Filipa César & Louis Henderson

Sunstone

What are we looking at? What is up and what is down? The first frames in the essay film Sunstone are topsy-turvy, introducing the viewers to roaring ocean waves and ragged rocks, and further to a poetic archaeology of optics. A system of lighthouses along the coast of Portugal serves as the starting point for Filipa Cesar and Louis Henderson’s exploration of the current epistemological crisis, connected to, among others, the new planetary digital communications infrastructure. Today these beacons, the inner structures of which look like abstract sculptures, are rapidly being replaced by GPS and other novelties. Mirroring the technological development of lighthouses, the poetic film, itself, includes, for example, 16mm celluloid film, 3D CGI and desktop technology.

 “We need a lighthouse philosopher”, says one of the few remaining lighthouse keepers in Portugal in the film. Through his narrative, we learn about the sophisticated analogue technology of lighthouses which use glass prisms to repurpose light. The son of a former colonial subject, himself, he talks about lighthouses as a key to navigation and, therefore, part and parcel of European colonialism. Today they are automated and supplanted by satellites as nodes. At one point the lighthouses were run by the Royal Post Office and then by the military, similar to numerous satellites today.
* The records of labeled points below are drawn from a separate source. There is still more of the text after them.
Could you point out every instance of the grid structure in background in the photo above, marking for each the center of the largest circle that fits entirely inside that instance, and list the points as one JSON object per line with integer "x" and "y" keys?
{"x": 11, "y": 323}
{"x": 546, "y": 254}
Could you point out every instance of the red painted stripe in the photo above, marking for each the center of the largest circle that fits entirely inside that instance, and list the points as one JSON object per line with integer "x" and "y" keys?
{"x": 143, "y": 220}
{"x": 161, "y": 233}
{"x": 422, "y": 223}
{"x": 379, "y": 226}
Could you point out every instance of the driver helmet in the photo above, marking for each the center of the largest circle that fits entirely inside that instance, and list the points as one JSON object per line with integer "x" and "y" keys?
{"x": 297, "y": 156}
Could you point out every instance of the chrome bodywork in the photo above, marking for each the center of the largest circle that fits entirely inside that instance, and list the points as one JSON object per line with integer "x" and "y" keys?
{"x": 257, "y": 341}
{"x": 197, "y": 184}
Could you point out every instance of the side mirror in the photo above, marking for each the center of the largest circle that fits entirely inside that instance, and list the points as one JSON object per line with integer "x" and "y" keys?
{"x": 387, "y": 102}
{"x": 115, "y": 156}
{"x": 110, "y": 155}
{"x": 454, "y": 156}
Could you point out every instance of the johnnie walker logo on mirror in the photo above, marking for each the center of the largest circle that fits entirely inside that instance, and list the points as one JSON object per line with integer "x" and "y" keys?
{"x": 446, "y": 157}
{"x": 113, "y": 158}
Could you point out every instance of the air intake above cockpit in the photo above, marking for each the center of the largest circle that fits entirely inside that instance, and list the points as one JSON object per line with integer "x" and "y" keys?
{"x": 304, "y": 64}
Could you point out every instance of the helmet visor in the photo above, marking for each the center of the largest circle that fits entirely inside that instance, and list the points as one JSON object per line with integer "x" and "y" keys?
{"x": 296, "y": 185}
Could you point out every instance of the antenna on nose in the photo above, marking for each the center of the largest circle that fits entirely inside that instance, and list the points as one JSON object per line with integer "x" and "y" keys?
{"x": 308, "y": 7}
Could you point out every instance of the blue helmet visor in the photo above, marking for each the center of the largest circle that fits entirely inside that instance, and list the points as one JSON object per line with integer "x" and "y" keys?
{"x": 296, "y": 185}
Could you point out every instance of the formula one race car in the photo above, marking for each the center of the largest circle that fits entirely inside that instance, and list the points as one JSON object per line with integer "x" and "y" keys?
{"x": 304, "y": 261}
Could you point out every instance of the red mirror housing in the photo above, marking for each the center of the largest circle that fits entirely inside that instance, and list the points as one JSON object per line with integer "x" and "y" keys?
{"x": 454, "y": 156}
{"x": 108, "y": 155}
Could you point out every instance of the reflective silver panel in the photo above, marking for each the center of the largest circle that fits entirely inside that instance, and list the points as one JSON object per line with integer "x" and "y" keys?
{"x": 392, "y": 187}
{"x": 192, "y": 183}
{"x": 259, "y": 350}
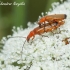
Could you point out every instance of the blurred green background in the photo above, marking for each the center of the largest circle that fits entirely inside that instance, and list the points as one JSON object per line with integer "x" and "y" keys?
{"x": 13, "y": 15}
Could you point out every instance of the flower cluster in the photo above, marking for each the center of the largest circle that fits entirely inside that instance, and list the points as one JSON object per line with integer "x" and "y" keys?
{"x": 42, "y": 53}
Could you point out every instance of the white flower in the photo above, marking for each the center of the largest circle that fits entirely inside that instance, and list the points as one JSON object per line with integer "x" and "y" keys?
{"x": 41, "y": 53}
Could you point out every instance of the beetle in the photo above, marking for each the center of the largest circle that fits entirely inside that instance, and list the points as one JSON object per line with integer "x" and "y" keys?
{"x": 51, "y": 19}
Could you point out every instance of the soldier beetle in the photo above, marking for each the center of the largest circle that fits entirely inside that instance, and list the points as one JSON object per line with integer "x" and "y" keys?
{"x": 51, "y": 19}
{"x": 54, "y": 21}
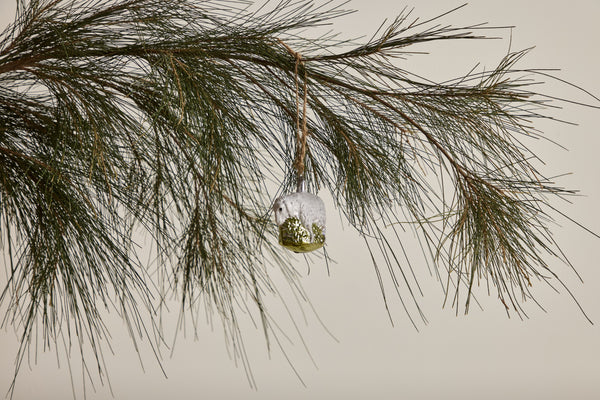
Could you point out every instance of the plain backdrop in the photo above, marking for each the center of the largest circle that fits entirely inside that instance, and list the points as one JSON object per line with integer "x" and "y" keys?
{"x": 484, "y": 355}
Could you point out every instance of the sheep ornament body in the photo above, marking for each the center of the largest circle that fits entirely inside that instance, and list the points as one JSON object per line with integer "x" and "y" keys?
{"x": 301, "y": 220}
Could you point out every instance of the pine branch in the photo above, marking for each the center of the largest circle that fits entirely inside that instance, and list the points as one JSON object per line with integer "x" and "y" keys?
{"x": 172, "y": 117}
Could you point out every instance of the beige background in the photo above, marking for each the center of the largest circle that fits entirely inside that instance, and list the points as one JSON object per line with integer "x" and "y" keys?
{"x": 484, "y": 355}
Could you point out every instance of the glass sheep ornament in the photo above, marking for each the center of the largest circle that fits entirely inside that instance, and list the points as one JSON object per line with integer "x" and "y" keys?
{"x": 301, "y": 220}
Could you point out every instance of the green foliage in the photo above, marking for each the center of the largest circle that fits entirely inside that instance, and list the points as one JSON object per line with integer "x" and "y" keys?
{"x": 173, "y": 117}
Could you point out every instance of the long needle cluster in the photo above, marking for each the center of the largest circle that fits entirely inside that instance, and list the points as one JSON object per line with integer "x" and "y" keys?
{"x": 173, "y": 118}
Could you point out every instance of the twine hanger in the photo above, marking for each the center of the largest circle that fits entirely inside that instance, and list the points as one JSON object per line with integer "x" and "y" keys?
{"x": 301, "y": 130}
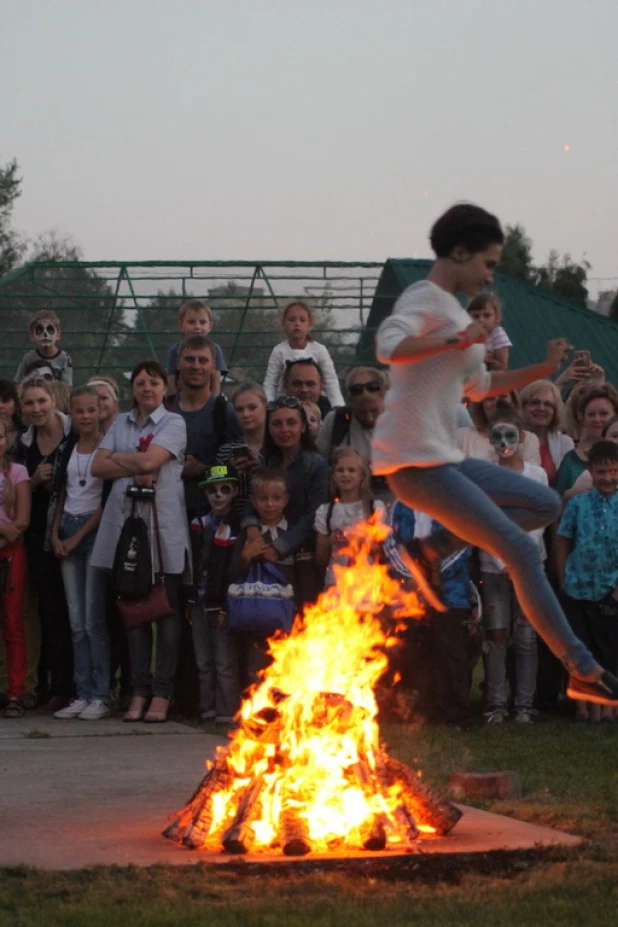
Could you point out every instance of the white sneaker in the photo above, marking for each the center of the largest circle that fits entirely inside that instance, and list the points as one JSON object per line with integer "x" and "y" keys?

Pirates, spies, morse code, 9/11, underwater telex cables and an angry octopus join the story, which involves footage of the machine manufacturing of optical lenses, the first Tricontinental meeting in Cuba in 1966 and Op Art exhibitions. ML

Filipa César (b. 1975, Porto) is an artist and filmmaker interested in the fictional aspects of documentary and politics, and of the poetics inherent in the moving image. Since 2011, César has been looking into the imaginaries of the Guinea-Bissau Liberation Movement and its cognitive potencies—research she develops into the ongoing collective project Luta ca caba inda (the struggle is not over yet). In 2017, César premiered her feature-length essay film Spell Reel at the 67th Berlinale. She has exhibited at IFFR, Rotterdam; DocLisboa; Cinéma du Réel, Paris 2018; 8th Istanbul Biennial; Forum Expanded, Berlinale; Serralves Museum; Jeu de Paume; SAVVY Contemporary; Tensta konsthall; Mumok, Vienna; Gasworks, London; Flaherty Seminar, New York; MoMA, New York; Harvard Art Museums, Boston; Haus der Kulturen der Welt, Berlin; and others.

Louis Henderson (b. 1983, Norwich) is a filmmaker who is trying to find new ways of working with people to address and question our current global condition defined by racialized capitalism and the ever-present histories of the European colonial project. Interested in exploring the sonic space of images, his work aims to develop an archaeological method in cinema, listening to the echoes and spirals of stratigraphy. Since 2017, Henderson has been working within the artist group The Living and the Dead Ensemble. Based between Haiti and France, they focus on theatre, song, slam, poetry and cinema. His work is distributed by LUX and Video Data Bank.